Com histórias envolventes, esses filmes não simplesmente passam por seus espectadores, como muitas vezes se constituem em verdadeiras experiências para eles. É cada vez mais comum o agrupamento de jovens identificados com determinadas tramas em fãs-clubes ou comunidades virtuais. Para se ter uma ideia da abrangência desse tipo de películas, busquei alguns números sobre o envolvimento de jovens com o filme aqui tratado. A partir de números coletados no dia 02 de maio de 2018, verifiquei que a página no Facebook “Maze Runner” tem mais de 4,1 milhões de seguidores.

Se a produção artística não pode ser descolada de seu espaço e de seu tempo, é possível ver no cinema um importante marco do contexto sócio-cultural de uma época. Com elementos repletos de sentidos produzidos e reproduzidos pela coletividade, os filmes podem carregar consigo o imaginário da sociedade pela e para a qual foram elaborados. Para Deleuze (2013), “há fatores históricos e geográficos que atravessam o cinema, colocam-no em relação com outras artes, fazem-no sofrer influências e também exercê-las” (DELEUZE, 2013, p. 66).

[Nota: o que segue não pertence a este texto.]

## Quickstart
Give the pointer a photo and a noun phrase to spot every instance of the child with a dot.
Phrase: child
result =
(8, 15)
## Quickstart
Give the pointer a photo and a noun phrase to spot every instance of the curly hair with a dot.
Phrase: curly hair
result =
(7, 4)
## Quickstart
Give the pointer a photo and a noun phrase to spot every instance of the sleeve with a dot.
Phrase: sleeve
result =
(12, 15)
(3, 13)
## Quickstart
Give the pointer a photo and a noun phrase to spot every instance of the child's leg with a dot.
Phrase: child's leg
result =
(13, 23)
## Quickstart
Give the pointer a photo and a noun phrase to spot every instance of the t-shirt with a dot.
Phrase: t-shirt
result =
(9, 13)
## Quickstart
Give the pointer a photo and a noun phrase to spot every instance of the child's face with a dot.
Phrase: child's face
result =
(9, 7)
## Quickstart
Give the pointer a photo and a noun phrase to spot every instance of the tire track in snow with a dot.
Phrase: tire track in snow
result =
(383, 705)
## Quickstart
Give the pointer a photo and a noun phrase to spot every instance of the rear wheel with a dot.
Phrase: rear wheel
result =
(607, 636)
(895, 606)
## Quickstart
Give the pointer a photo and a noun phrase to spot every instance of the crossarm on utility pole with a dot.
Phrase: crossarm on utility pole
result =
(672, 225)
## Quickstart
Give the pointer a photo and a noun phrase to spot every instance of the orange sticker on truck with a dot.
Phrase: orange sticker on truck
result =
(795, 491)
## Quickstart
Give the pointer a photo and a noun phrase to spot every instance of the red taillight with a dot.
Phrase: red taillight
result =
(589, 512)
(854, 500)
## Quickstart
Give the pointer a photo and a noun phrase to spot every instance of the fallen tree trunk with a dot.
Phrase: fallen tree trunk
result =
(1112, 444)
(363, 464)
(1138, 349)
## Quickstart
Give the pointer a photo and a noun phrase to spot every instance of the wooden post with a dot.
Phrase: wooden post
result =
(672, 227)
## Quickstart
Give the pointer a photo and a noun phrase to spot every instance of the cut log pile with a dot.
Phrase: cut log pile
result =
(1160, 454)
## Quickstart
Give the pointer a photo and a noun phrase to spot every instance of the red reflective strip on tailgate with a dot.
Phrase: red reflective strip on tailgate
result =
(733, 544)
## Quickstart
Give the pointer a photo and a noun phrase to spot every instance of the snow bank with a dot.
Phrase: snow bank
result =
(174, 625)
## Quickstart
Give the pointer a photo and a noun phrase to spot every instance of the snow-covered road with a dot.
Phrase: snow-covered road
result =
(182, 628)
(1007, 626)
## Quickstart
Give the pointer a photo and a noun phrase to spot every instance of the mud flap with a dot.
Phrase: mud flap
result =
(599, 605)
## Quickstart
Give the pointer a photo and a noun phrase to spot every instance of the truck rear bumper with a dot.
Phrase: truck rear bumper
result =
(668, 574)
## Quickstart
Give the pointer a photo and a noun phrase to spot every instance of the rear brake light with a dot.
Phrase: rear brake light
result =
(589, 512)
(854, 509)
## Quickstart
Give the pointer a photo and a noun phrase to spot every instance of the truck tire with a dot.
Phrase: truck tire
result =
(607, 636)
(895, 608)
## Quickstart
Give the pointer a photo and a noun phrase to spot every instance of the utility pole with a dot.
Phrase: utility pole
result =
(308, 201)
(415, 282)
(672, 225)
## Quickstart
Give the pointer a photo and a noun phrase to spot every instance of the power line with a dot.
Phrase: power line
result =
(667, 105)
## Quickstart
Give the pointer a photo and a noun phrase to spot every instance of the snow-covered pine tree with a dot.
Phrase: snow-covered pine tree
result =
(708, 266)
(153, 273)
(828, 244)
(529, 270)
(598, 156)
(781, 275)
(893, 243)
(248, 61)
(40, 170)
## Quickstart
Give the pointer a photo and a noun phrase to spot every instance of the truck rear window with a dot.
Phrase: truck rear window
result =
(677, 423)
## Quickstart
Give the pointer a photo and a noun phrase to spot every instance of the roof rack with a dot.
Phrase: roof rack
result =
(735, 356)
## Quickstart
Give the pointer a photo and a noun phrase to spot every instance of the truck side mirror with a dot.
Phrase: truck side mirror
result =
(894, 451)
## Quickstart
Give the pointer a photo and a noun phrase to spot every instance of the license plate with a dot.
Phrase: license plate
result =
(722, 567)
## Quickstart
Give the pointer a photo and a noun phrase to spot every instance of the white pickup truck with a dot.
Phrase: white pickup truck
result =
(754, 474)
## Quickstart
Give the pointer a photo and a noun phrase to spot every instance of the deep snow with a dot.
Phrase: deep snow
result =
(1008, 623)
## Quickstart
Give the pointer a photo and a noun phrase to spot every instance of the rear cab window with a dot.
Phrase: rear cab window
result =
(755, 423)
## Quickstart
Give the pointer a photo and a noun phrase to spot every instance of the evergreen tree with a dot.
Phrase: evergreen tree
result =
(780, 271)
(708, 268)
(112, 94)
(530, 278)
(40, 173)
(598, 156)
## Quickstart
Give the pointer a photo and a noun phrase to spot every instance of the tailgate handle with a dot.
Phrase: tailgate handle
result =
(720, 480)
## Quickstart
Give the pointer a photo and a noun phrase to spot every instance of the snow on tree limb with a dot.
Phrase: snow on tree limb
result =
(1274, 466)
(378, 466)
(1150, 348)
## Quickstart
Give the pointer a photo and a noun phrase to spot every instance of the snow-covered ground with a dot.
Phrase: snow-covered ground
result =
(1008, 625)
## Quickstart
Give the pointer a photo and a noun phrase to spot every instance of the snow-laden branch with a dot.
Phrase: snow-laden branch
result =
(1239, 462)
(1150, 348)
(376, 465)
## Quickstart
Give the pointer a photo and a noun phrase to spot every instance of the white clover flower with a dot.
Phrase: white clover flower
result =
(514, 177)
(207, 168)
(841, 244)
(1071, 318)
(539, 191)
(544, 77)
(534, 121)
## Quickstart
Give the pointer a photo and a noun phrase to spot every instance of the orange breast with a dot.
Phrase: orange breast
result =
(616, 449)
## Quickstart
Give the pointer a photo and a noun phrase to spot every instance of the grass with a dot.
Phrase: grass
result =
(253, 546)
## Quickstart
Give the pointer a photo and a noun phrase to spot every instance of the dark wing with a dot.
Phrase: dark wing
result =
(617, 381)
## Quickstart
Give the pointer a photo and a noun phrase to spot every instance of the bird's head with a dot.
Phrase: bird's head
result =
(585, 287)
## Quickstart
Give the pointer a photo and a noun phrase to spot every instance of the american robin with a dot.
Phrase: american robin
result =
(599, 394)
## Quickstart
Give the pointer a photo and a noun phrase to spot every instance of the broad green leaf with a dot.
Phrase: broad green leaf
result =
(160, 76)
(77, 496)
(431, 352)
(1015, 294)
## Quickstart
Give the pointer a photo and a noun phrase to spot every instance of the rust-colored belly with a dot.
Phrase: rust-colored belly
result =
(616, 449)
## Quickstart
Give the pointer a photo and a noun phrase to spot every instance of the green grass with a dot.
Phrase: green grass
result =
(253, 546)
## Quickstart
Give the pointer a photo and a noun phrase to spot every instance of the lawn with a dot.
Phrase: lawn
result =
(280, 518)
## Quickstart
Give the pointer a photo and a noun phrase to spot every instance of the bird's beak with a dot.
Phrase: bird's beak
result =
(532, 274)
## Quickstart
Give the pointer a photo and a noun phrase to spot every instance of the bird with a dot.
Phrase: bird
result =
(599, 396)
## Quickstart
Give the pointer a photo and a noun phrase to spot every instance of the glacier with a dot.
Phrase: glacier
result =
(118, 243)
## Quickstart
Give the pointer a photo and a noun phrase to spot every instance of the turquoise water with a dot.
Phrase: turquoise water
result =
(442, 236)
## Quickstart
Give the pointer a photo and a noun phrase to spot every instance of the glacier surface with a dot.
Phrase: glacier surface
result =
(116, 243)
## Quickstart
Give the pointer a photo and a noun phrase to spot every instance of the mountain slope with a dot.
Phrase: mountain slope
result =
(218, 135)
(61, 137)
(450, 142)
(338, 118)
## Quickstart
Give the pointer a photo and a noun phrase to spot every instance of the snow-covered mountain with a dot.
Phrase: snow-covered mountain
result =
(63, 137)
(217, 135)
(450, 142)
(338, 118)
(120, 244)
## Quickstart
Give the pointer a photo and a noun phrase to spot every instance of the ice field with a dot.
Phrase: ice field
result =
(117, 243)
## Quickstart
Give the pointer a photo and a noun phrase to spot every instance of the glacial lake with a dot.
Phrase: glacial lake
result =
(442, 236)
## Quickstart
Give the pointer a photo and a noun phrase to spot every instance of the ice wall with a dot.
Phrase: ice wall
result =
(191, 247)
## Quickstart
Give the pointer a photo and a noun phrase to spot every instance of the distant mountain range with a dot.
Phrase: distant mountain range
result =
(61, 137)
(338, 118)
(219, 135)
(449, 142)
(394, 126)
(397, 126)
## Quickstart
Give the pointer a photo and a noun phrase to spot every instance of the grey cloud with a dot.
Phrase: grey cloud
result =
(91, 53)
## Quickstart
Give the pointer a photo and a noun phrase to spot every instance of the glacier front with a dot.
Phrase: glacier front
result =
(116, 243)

O cinema hollywoodiano, nesse aspecto, parece-me o mais emblemático representante da leva de filmes portadores de uma estética pensada para captar um sentimento coletivo, abordando-o sob uma linguagem universalizante e de fácil compreensão. Por pertencer a uma indústria que movimenta a economia cinematográfica mundial - abarcando também muitos outros mercados vinculados ao consumo desses produtos -, as películas norte-americanas são produzidas sob uma forte influência comercial. Os filmes lançados por essa indústria, portanto, nascem não apenas com o intuito de entreter o público a que se destina, mas também de gerar empatia com esse público, levando para as telonas os principais conflitos, desejos e frustrações que inquietam grande parte das pessoas.

Canevacci (2001), ao propor uma tipologia para pesquisar o cinema, divide-o em três níveis diferentes para estudo: o cinema direto, científico ou de documentário, o cinema de ficção e o cinema sincrético ou indireto. Para este trabalho, interessa-nos particularmente o aprofundamento do segundo nível tipológico, que, segundo o autor, opera com base na cultura de massa e no imaginário dentro da lógica de produção da indústria cultural.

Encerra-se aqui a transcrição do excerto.